Leyck-Dieken: Nein, denn Zur Rose kann keinerlei Daten für eigene Zwecke ableiten. Die gematik ist der Auftraggeber. Nur wir können bestimmen, was die Programmierer der E-Health-Tec leisten sollen. Hier ist mir auch wichtig nochmals darauf hinzuweisen, dass die Entwickler und Betreiber die Daten technisch gar nicht einsehen können. Außerdem haben wir in Sachen E-Rezept immer transparent gehandelt: In unseren Open Source-Veröffentlichungen wurde mehrfach der aktuelle Programmier-Zwischenstand mitgeteilt. Jeder kann nachvollziehen, wie das E-Rezept konstruiert ist, da gibt es volle Tranzparenz für alle.

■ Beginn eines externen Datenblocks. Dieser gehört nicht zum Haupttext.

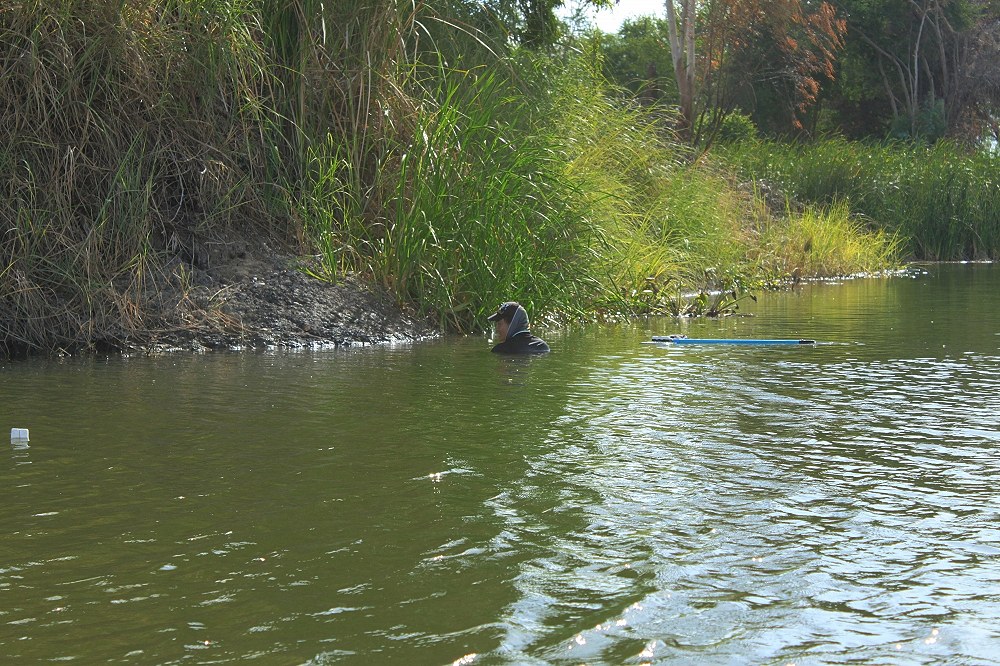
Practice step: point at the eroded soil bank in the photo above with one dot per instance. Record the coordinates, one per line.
(265, 301)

»Die mögliche Aufweichung der Trennung Arzt-Apotheke beäuge ich kritisch«

PZ: Der Zur Rose-Konzern hält von vielen Grundregeln unserer Versorgung offenbar nichts. CEO Walter Oberhänsli möchte die Trennung von Arzt und Apotheker auflösen und Beispiele wie Hüffenhardt und die Rx-Boni zeigen, wie der Konzern vorgeht. Selbst wenn der Konzern nur eine marginale Rolle in Ihrem E-Rezept-Projekt spielt, ist es sinnvoll ein solches Unternehmen an diesem wichtigen Auftrag zu beteiligen?

Leyck-Dieken: Ich habe mehrfach betont, dass ich die mögliche Aufweichung der strikten Trennung zwischen Verordnung und Dispensierung sehr kritisch beäuge. Die politische Diskussion dazu kann ich gut nachvollziehen – das sollten wir gut im Auge behalten. Das ändert aber nichts an der Gradlinigkeit unserer Vergabe an die IBM Deutschland.

PZ: Hätten Sie sich gewünscht, dass es mehr und auch andere Anbieter auch aus dem Apothekenmarkt gibt?

Leyck-Dieken: Es gab gute Angebote. Der Zuschlag ist aber aufgrund der Leistungsfähigkeit und der Eignung an IBM Deutschland gegangen. Es ist übrigens nicht so, dass das Angebot der Noventi aufgrund von Formfehlern abgelehnt wurde. Grundsätzlich bleibe ich zudem bei meiner Aussage, dass die Apotheker eine gute Kraft in unserem Gesundheitssystem sind. Wenn sie sich gemeinsam hinter einem Angebot versammeln, das mit dem roten Apotheken-A verbunden ist, wäre das sehr gut.